Export data to Azure blob storage

I am trying to export a table to an azure blob store.

The query looks like this:

COPY "remoteserviceassistant"."faq_raw"
TO DIRECTORY 'az://myblobstore.blob.core.windows.net/faqdata/faq'
WITH (
    key = 'awnefaofawenfowfoawe'
);

For a small table this worked well and created a couple of json files, however, for a larger Table ~5GB in size, I get the following error:

NotSerializableExceptionWrapper[open_d_a_l_exception: Unexpected (permanent) at Writer::write => AzblobError 
{ code: "BlockCountExceedsLimit", message: "The uncommitted block count cannot exceed the maximum limit of 100,000 blocks. 
RequestId:2ae2b97d-e01e-0080-2fa7-4c05ac000000 Time:2024-12-12T15:08:12.4616782Z" } 
Context: uri: myblobstore.blob.core.windows.net/faqdata/faq/faq_raw_3_.json?comp=block&blockid=gaegrserger/m5txTV0/L0rw%3D%3D 
response: Parts { status: 409, version: HTTP/1.1, headers: {"content-length": "269", "content-type": "application/xml", "server": "Windows-Azure-Blob/1.0 Microsoft-HTTPAPI/2.0", "x-ms-request-id": "2ae2b97d-e01e-0080-2fa7-4c05ac000000", "x-ms-version": "2022-11-02", "x-ms-error-code": "BlockCountExceedsLimit", "date": "Thu, 12 Dec 2024 15:08:12 GMT"} } service: azblob path: faq_raw/faq_raw_3_.json size: 16384 written: 1268318208 ]

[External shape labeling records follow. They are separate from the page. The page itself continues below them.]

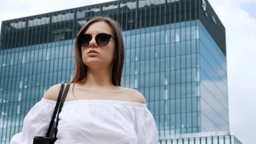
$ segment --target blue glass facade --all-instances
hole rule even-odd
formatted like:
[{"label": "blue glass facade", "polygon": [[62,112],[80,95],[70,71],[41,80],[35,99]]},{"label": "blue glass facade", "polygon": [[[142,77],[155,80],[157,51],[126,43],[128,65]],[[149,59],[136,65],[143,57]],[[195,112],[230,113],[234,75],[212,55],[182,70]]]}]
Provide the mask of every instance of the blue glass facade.
[{"label": "blue glass facade", "polygon": [[[159,137],[229,131],[225,29],[206,0],[207,15],[217,24],[205,16],[203,1],[122,0],[3,22],[0,144],[21,131],[24,117],[49,88],[70,82],[74,38],[96,15],[124,29],[121,85],[144,96]],[[225,144],[235,144],[229,134],[195,136],[160,142],[222,144],[228,138]]]},{"label": "blue glass facade", "polygon": [[199,24],[202,131],[229,131],[227,58]]},{"label": "blue glass facade", "polygon": [[124,32],[124,86],[144,95],[160,135],[201,131],[199,23],[192,21]]},{"label": "blue glass facade", "polygon": [[51,85],[74,75],[73,40],[0,51],[1,141],[21,131],[29,110]]}]

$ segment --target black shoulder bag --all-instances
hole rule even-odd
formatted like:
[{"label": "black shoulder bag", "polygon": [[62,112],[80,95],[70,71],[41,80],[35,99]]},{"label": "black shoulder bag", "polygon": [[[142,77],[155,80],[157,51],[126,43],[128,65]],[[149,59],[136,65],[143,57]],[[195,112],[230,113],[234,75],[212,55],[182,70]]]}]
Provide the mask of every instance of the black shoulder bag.
[{"label": "black shoulder bag", "polygon": [[[69,89],[70,86],[70,84],[68,83],[67,85],[67,88],[65,90],[65,92],[63,94],[63,96],[61,97],[64,88],[64,83],[61,83],[61,86],[59,91],[59,94],[58,100],[57,100],[57,102],[56,103],[56,105],[55,106],[55,109],[53,111],[53,114],[51,120],[51,123],[50,123],[50,125],[49,126],[49,128],[48,128],[46,136],[34,136],[33,144],[54,144],[55,141],[56,141],[57,140],[57,138],[56,137],[56,136],[57,135],[57,132],[58,131],[57,127],[58,126],[59,120],[59,115],[61,111],[61,109],[62,108],[62,107],[63,106],[64,102],[65,101],[66,97],[67,97],[67,94],[68,90]],[[49,136],[51,130],[52,129],[52,127],[54,122],[54,119],[56,117],[56,114],[57,111],[58,115],[57,115],[57,120],[56,121],[56,124],[55,125],[55,128],[54,128],[55,130],[54,137],[50,137]]]}]

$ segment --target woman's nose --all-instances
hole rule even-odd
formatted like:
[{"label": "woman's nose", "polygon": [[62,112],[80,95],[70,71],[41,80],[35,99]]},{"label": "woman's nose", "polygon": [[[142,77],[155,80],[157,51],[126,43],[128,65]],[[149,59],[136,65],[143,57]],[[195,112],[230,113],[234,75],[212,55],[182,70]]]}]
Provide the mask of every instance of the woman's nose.
[{"label": "woman's nose", "polygon": [[90,41],[89,43],[89,46],[92,48],[93,47],[97,47],[98,46],[97,45],[97,43],[96,42],[96,40],[95,39],[95,37],[93,37],[91,39],[91,40]]}]

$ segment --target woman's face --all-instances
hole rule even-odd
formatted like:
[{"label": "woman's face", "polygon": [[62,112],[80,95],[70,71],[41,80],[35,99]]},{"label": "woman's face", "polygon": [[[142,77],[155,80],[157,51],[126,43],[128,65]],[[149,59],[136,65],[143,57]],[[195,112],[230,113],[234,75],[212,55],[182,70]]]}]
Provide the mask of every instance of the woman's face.
[{"label": "woman's face", "polygon": [[[110,38],[107,45],[99,45],[96,43],[95,36],[101,33],[106,33],[114,36],[111,27],[103,21],[92,24],[84,33],[92,37],[89,45],[81,47],[83,61],[88,67],[110,67],[112,61],[115,47],[115,40]],[[91,50],[96,51],[98,54],[88,54],[88,52]]]}]

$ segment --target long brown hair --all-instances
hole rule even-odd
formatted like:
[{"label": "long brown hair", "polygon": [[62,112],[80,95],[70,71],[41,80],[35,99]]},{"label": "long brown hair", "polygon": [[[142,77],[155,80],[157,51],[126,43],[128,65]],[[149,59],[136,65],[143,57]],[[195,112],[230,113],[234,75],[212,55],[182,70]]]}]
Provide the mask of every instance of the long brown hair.
[{"label": "long brown hair", "polygon": [[[114,61],[112,71],[112,83],[115,85],[121,86],[121,78],[123,72],[124,62],[124,46],[122,27],[119,24],[108,17],[97,16],[91,18],[79,31],[77,36],[83,34],[91,25],[99,21],[104,21],[112,28],[115,38],[115,50],[114,57],[116,59]],[[87,75],[87,66],[85,65],[82,59],[81,45],[77,43],[77,39],[76,38],[74,45],[75,59],[76,61],[75,73],[71,83],[80,82],[83,80]],[[72,91],[74,91],[74,86]]]}]

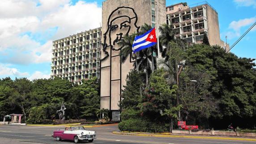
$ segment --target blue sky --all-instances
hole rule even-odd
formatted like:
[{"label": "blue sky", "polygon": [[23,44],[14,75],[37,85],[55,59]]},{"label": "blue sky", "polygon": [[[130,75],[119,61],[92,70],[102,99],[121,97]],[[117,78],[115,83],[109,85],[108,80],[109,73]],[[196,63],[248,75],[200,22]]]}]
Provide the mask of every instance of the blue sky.
[{"label": "blue sky", "polygon": [[[0,78],[49,78],[52,41],[99,27],[103,1],[1,1]],[[166,5],[180,2],[190,5],[201,1],[166,0]],[[256,0],[207,1],[218,13],[222,39],[225,40],[227,36],[230,45],[256,21]],[[239,57],[255,58],[256,40],[255,28],[231,52]]]}]

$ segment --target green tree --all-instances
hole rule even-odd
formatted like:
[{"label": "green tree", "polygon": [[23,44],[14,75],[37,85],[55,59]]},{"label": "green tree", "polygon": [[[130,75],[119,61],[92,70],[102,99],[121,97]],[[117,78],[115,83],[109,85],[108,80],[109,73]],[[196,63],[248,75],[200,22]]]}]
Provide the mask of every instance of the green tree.
[{"label": "green tree", "polygon": [[208,39],[208,36],[206,33],[204,34],[204,36],[203,38],[203,43],[206,45],[210,45],[210,43],[209,43],[209,40]]},{"label": "green tree", "polygon": [[166,109],[162,114],[162,115],[166,115],[169,119],[170,132],[172,133],[172,120],[173,119],[178,119],[178,113],[182,108],[182,105],[179,105],[176,107],[170,107],[169,109]]},{"label": "green tree", "polygon": [[134,69],[130,72],[126,79],[126,85],[122,91],[120,106],[122,109],[135,108],[141,101],[141,87],[144,85],[142,73]]},{"label": "green tree", "polygon": [[9,100],[13,105],[17,106],[21,109],[26,122],[28,113],[34,104],[31,99],[33,83],[26,78],[16,78],[14,82],[17,92],[10,97]]},{"label": "green tree", "polygon": [[99,86],[97,78],[82,80],[82,84],[75,88],[80,92],[80,101],[77,102],[81,111],[81,116],[87,118],[96,118],[96,111],[100,108]]},{"label": "green tree", "polygon": [[154,119],[159,119],[160,111],[169,108],[175,99],[177,87],[170,89],[163,77],[163,73],[161,69],[151,74],[141,104],[143,115]]}]

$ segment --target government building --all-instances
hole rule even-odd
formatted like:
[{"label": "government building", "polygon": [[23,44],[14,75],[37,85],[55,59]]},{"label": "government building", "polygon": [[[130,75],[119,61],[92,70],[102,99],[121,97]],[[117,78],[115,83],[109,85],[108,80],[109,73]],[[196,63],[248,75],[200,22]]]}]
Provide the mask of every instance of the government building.
[{"label": "government building", "polygon": [[165,0],[107,0],[102,5],[102,27],[53,41],[51,77],[78,84],[97,77],[101,108],[111,111],[111,119],[119,120],[121,91],[134,60],[130,57],[121,63],[123,45],[117,44],[145,23],[154,27],[166,23],[173,26],[175,38],[189,44],[202,43],[206,33],[210,45],[229,49],[220,38],[218,13],[207,2],[166,7]]}]

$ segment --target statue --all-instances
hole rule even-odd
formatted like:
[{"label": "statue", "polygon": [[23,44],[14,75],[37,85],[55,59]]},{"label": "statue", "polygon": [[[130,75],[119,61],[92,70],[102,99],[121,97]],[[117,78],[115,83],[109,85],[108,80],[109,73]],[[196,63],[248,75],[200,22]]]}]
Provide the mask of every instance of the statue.
[{"label": "statue", "polygon": [[61,120],[65,120],[65,110],[66,110],[67,108],[65,107],[65,103],[63,103],[61,104],[61,107],[60,107],[60,109],[59,110],[57,111],[57,114],[59,115],[59,117],[60,118],[60,119],[61,119]]}]

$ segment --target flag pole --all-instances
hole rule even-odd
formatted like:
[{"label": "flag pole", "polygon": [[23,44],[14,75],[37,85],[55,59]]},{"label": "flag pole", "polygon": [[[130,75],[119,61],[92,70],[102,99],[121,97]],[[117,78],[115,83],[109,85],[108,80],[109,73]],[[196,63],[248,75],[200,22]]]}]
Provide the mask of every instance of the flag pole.
[{"label": "flag pole", "polygon": [[160,50],[159,50],[159,31],[158,31],[158,8],[157,2],[155,2],[155,8],[156,11],[156,17],[157,19],[156,27],[157,27],[157,48],[158,48],[158,56],[157,57],[157,63],[158,61],[160,56]]}]

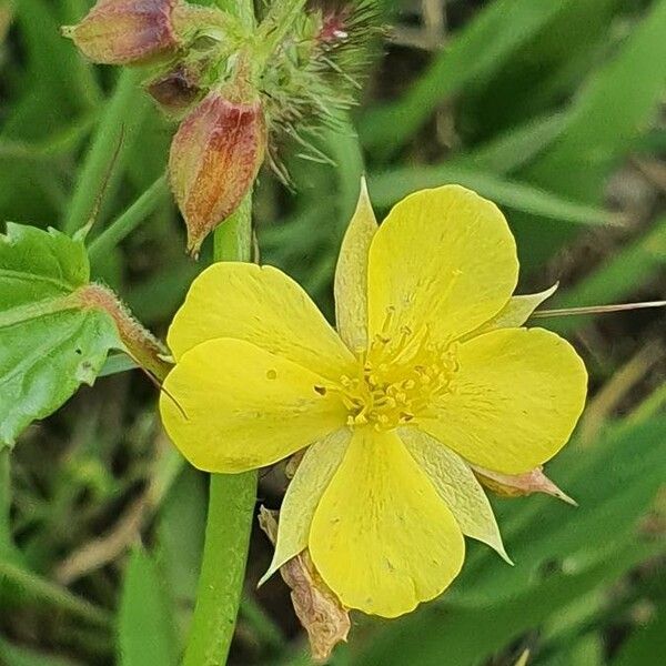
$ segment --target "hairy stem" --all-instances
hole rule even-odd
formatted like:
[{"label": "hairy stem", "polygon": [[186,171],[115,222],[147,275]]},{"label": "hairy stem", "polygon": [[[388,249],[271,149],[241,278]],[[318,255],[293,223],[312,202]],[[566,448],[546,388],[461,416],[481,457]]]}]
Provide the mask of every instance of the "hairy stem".
[{"label": "hairy stem", "polygon": [[0,552],[11,547],[11,452],[0,445]]},{"label": "hairy stem", "polygon": [[[215,261],[249,261],[251,196],[215,231]],[[233,638],[256,501],[256,472],[213,474],[196,608],[184,666],[223,666]]]},{"label": "hairy stem", "polygon": [[90,244],[90,261],[99,261],[109,250],[112,250],[143,222],[169,194],[169,183],[161,175],[137,201],[119,218],[117,218]]},{"label": "hairy stem", "polygon": [[[254,24],[252,0],[216,0],[218,6]],[[252,198],[214,234],[215,261],[250,261]],[[196,607],[183,666],[224,666],[243,593],[245,563],[256,502],[256,472],[211,475],[205,545]]]}]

I found this post which suggests that there might be a bug in the upload code: How to list / delete uncommitted blob blocks, to avoid: “The uncommitted block count cannot exceed the maximum limit of 100,000 blocks.” - Microsoft Q&A

This is the schema of the problematic table, maybe the embedding vectors cause the issue:

Schema:

  • Name:
    • Type:
  1. uuid

    • Type: TEXT
  2. question

    • Type: TEXT
  3. answer

    • Type: TEXT
  4. ticket_object_id

    • Type: TEXT
  5. ticket_number

    • Type: TEXT
  6. plant_id

    • Type: TEXT
  7. plant_uuid

    • Type: TEXT
  8. plant_name

    • Type: TEXT
  9. path

    • Type: TEXT
  10. title

    • Type: TEXT
  11. question_embedding

    • Type: FLOAT_VECTOR(2048)
  12. created_at

    • Type: TIMESTAMP WITHOUT TIME ZONE

Hi @thunderbug1, thanks for the report.

Could you please create an issue in the crate repository?

Created a github issue here: Azure Blob store COPY TO gives BlockCountExceedsLimit · Issue #17136 · crate/crate

1 Like

Thanks for creating an issue!

We will report upstream with a library specific reproduction